Remember what’s neglected
I think it’s important to keep looking for neglected things. For one thing, I’m really glad that 10 years ago the effective altruism movement was willing to check out ideas that were ambitious, weird, and “crazy”-sounding. If they hadn’t, I think it’d have been notably harder to get to work on AI safety as a problem.
It seems to me that the fact that effective altruists took AI and pandemics so seriously before the rest of the world saw the light is one of the movement’s big wins, and it’d be a shame to lose the scope of vision and tolerance for weird big ideas that produced those wins.
But to maintain that openness to finding neglected things, it’s important not to get tunnel vision. Five years ago, I saw lots of people patiently explaining that while climate change was a huge problem, that didn’t mean you personally should work on it, because other things were also huge problems and had less resources and effort dedicated to them. (In other words, it wasn’t neglected.)

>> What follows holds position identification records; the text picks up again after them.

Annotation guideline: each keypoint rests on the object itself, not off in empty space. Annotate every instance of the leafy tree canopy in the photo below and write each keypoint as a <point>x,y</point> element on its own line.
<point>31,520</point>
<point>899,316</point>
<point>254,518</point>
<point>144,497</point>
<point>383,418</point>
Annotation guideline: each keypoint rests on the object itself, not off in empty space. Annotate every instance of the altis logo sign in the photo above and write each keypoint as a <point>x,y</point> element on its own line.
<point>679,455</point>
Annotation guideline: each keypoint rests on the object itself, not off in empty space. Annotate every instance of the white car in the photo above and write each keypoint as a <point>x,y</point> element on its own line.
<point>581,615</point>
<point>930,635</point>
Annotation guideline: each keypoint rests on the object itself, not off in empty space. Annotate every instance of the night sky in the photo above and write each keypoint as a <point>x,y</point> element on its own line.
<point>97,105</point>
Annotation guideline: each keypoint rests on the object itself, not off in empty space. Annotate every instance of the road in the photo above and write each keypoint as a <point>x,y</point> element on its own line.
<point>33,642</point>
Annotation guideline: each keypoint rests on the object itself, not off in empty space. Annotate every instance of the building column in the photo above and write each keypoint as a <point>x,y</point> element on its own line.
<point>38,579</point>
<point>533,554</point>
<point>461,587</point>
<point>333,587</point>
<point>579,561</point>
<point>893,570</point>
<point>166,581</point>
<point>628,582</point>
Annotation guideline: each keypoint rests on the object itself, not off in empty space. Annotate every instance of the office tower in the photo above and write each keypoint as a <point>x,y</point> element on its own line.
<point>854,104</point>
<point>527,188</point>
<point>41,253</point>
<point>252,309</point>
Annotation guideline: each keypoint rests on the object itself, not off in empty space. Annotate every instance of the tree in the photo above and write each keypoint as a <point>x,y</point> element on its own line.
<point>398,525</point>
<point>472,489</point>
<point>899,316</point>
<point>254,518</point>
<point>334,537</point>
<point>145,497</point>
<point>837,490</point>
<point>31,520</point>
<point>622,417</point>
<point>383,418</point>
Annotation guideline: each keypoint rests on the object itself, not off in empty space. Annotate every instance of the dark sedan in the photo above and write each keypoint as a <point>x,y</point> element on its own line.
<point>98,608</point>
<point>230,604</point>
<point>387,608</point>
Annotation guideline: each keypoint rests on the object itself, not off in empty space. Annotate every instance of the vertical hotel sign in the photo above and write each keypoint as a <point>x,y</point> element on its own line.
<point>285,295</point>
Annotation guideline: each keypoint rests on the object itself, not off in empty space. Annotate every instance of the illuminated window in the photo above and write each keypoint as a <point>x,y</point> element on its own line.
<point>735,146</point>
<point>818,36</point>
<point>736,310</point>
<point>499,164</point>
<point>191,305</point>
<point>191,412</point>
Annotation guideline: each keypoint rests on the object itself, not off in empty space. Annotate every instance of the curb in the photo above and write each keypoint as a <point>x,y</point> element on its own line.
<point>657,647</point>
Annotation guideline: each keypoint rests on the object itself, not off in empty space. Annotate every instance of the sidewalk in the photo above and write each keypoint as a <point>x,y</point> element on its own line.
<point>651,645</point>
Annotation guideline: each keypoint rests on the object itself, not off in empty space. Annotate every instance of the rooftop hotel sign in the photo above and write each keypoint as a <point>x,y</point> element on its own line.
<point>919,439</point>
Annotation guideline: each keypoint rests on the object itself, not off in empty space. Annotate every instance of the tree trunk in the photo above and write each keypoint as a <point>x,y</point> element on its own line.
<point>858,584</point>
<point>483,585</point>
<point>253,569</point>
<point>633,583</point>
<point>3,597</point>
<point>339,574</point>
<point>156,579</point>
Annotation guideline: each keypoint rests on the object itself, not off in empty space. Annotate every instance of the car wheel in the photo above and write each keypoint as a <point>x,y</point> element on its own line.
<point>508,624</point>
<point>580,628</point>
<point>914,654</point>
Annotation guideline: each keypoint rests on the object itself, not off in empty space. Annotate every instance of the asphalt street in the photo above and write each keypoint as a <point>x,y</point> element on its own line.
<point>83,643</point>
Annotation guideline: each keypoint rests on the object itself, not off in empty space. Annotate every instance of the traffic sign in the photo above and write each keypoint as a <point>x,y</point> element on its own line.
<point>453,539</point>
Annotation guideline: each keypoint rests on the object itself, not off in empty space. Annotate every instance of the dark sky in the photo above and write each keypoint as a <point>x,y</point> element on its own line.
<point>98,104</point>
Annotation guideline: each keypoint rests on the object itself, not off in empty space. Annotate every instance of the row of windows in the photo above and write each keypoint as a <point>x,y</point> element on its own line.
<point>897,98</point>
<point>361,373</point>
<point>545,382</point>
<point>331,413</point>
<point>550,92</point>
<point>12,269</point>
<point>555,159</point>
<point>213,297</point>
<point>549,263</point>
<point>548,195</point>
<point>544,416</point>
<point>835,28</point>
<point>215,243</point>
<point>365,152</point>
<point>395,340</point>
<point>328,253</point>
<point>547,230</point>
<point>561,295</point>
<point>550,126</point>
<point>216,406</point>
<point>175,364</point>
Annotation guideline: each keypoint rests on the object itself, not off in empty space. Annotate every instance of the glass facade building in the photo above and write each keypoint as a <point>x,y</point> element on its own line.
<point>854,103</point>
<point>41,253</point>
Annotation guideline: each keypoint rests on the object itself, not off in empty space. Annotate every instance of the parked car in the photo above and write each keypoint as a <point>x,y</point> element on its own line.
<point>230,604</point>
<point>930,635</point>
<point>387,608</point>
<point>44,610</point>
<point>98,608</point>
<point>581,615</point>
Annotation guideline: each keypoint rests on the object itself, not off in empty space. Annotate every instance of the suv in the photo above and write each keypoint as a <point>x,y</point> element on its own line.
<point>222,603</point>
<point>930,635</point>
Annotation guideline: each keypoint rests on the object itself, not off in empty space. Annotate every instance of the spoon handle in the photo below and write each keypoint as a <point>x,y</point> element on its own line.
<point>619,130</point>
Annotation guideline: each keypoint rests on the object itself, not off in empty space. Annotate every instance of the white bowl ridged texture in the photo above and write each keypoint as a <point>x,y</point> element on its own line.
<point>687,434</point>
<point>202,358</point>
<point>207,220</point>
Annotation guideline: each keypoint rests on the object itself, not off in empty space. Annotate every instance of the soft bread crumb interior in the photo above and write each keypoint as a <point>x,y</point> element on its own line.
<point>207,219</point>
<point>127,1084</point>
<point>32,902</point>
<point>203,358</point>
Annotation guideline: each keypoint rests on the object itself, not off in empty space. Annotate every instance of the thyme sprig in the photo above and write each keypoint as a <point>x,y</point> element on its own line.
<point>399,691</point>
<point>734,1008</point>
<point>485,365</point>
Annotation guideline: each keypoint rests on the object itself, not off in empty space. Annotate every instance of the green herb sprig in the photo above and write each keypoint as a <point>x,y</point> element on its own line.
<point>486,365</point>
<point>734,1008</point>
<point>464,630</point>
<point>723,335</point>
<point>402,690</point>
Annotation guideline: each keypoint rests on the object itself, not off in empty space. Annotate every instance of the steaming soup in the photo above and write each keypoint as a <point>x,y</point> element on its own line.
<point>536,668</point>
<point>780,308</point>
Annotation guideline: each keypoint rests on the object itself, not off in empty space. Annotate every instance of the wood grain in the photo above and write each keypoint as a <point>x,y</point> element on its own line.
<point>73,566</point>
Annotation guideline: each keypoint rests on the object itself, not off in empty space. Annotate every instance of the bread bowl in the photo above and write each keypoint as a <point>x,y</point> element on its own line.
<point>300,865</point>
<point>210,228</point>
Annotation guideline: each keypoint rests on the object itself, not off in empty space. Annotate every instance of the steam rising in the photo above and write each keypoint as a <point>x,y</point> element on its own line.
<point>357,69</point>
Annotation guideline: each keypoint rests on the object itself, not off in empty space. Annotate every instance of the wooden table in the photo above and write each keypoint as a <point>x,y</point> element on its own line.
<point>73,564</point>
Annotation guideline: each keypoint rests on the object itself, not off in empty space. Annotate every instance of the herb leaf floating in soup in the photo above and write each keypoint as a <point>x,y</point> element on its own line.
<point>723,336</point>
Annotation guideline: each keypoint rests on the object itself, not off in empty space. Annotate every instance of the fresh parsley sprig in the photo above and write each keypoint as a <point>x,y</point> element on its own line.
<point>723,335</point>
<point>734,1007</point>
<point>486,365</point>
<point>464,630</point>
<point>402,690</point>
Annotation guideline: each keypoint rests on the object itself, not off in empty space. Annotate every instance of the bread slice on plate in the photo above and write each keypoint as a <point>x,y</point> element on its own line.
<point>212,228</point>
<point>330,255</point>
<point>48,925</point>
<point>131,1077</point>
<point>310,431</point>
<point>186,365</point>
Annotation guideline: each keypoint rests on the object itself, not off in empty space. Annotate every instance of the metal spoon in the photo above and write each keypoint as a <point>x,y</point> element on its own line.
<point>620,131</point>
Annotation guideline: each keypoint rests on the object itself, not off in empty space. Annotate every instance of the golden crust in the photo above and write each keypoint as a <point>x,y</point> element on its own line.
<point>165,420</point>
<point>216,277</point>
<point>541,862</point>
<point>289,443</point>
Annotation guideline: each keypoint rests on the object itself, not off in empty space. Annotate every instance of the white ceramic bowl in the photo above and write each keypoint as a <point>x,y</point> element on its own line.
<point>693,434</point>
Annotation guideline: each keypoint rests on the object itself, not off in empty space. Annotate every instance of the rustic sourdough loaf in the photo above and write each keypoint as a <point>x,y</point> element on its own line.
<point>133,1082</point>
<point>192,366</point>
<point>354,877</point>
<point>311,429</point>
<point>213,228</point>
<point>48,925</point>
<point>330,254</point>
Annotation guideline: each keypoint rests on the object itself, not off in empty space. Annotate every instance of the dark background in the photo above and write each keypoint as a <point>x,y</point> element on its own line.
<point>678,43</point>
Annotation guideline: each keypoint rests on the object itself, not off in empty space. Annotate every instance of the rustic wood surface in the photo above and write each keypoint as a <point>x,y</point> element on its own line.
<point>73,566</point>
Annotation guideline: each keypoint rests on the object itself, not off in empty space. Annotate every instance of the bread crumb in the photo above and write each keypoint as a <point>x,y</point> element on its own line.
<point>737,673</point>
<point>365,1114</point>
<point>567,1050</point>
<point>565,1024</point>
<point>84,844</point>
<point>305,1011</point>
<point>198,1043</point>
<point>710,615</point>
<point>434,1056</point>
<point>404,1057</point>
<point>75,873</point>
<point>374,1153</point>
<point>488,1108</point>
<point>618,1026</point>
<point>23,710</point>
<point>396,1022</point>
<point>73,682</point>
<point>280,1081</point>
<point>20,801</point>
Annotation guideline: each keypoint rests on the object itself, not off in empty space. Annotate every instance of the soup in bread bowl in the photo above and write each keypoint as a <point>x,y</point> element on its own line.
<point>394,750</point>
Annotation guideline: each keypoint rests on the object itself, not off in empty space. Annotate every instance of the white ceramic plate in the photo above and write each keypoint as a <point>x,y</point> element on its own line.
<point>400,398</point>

If you did want to work on climate change, you probably wanted to find an important aspect of the problem that was underserved in the philanthropic world and work on that, instead of just working on anything tangentially related to climate change because it was so important.
These days, I see people making the same mistake with AI, thinking that because AI is so important, they should just do things that are about AI, no matter how many other people are working on that or how little reason there is to think they can help. I’d honestly be much more excited to see many of those people working on shrimp welfare or digital sentience or reducing great power conflict or preventing pandemics. Obviously, AI needs people working on it, but they should be thinking about what work is neglected and not just what work is important. Clustering around a problem is a terrible way to solve it; finding something no one else is doing, and doing it, is a pretty great one.